Las experiencias de compra van desde productos del forraje a la mesa hasta productos artesanales. En primavera y verano, los agricultores locales abren huertos de arándanos para que los recolecten ellos mismos, mientras que las tiendas de regalos venden youkan de arándanos y daifuku (pasteles de arroz dulces rellenos de pasta de bayas). El arroz morado, una mezcla de granos glutinosos y no glutinosos, evoca la identidad regional y se encuentra en los mercados de carretera. El equipo de esquí y snowboard se consigue fácilmente: frente a la estación de Hakuba, The Boarding Co se especializa en productos Burton; cerca de Goryu, Burton Pro Snowboard Shop alquila tablas, botas y fijaciones (tallas desde la 15 para hombre hasta la 10 para mujer) con entrega a domicilio y servicio de ajuste; Spicy Rentals en Hokujo, una institución del valle, ofrece la mayor selección y cascos de cortesía para niños.

La educación en Hakuba refleja su combinación de tradición y visión global. Dos escuelas primarias y una secundaria funcionan bajo la autoridad municipal, mientras que una escuela secundaria prefectural ofrece educación secundaria superior. Está previsto que una nueva institución, Hakuba International School, abra sus puertas como internado, aplicando el currículo del Bachillerato Internacional con énfasis en la vida sostenible, un complemento ideal para una comunidad definida por su entorno montañoso.

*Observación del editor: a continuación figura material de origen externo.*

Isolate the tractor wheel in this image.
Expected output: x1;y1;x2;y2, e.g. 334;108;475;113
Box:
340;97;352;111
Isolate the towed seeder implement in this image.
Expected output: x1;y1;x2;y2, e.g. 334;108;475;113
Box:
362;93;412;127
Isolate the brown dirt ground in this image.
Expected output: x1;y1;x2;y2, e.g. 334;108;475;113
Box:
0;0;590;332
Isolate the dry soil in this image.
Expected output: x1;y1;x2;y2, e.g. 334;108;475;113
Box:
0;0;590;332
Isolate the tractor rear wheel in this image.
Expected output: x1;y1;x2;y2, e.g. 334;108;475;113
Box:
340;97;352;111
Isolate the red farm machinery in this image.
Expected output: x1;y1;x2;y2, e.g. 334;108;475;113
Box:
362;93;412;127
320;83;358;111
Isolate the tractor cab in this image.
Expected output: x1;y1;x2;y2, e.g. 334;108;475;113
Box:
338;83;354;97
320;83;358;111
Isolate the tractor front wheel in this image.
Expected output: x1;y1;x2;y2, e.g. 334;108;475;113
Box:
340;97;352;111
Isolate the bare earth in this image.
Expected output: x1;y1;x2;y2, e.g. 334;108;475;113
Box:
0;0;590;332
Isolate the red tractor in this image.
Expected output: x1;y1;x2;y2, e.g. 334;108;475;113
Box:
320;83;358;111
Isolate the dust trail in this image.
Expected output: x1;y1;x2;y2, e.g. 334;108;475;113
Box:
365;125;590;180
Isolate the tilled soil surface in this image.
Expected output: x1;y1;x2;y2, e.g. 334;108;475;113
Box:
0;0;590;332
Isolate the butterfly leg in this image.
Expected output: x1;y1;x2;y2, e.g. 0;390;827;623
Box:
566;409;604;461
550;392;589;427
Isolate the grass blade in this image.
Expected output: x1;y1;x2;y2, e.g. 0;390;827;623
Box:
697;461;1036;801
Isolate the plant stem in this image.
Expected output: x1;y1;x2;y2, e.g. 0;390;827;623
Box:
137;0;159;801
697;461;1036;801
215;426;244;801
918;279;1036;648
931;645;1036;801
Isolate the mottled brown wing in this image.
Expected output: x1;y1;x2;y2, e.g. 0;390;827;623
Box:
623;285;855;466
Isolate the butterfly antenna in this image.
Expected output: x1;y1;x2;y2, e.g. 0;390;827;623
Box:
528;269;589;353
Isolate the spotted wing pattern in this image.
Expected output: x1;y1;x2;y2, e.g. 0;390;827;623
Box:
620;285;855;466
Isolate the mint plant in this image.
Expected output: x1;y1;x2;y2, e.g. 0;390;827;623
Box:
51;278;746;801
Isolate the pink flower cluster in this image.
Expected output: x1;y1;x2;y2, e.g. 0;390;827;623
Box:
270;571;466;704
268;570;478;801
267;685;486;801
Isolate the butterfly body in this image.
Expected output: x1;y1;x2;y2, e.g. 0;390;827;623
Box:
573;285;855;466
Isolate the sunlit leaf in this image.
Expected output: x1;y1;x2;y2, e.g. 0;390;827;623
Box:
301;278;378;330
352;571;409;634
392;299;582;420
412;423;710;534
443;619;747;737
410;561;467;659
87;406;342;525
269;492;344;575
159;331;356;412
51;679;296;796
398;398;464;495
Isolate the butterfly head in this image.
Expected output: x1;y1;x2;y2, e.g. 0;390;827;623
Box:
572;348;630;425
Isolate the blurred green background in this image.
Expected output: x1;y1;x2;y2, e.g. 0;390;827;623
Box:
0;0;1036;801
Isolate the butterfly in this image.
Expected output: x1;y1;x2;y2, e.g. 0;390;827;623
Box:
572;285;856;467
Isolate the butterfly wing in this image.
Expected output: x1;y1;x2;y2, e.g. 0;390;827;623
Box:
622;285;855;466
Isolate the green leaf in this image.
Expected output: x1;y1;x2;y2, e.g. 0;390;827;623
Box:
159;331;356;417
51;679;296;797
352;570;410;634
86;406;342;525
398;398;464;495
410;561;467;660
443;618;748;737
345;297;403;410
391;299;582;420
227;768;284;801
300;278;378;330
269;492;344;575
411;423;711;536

Las conexiones de transporte subrayan la posición única de Hakuba en la confluencia del océano, la llanura y las tierras altas. La línea JR Ōito da servicio a tres estaciones de pueblos; un tren expreso limitado Super Azusa conecta Shinjuku con Hakuba en tres horas y cuarenta y cinco minutos por ¥8,070, con servicios alternativos de Azusa que completan el trayecto en unas cuatro horas. Un transporte más rápido combina el recorrido de 105 minutos del Tōkaidō Shinkansen a Nagano (¥8,170) con un viaje en autobús de 65 minutos (¥1,500) —aunque el último autobús sale a las 20:30— y totaliza aproximadamente dos horas y media. Durante la temporada de esquí, los autobuses expresos ofrecen un servicio cada hora desde la estación de Nagano (¥1,400) y los traslados directos desde Shinjuku salen cada dos o tres horas (ida y vuelta ¥8,500). En invierno también llega el Nagano Snow Shuttle desde el aeropuerto de Narita. Dentro del valle, los autobuses nocturnos conocidos como “Genki-Go” funcionan de diciembre a marzo y conectan alojamientos y complejos turísticos por ¥300 por viaje; en verano se prefieren las bicicletas y los senderos para caminar, con el apoyo de albergues que ofrecen servicios de alquiler.

A pesar de su reputación mundial como meca del esquí, y su fama más reciente como lugar de retiro veraniego, Hakuba mantiene sus raíces en su entorno alpino. Las temperaturas aquí son notablemente más bajas que en la costa pacífica de Japón, mientras que los picos de granito, los densos bosques y los arroyos alimentados por el hielo imponen una serena grandeza. Quienes llegan buscando únicamente nieve polvo pueden marcharse con una sensación de lugar más amplia: una apreciación de las rutas comerciales centenarias, los patrones de asentamiento en evolución y una comunidad viva que equilibra la modernidad con los ritmos de la vida en la montaña. En cada estación, el terreno de Hakuba invita tanto al desafío como a la reflexión; sus laderas y senderos son un recordatorio de que la actividad humana a menudo sigue el contorno del terreno.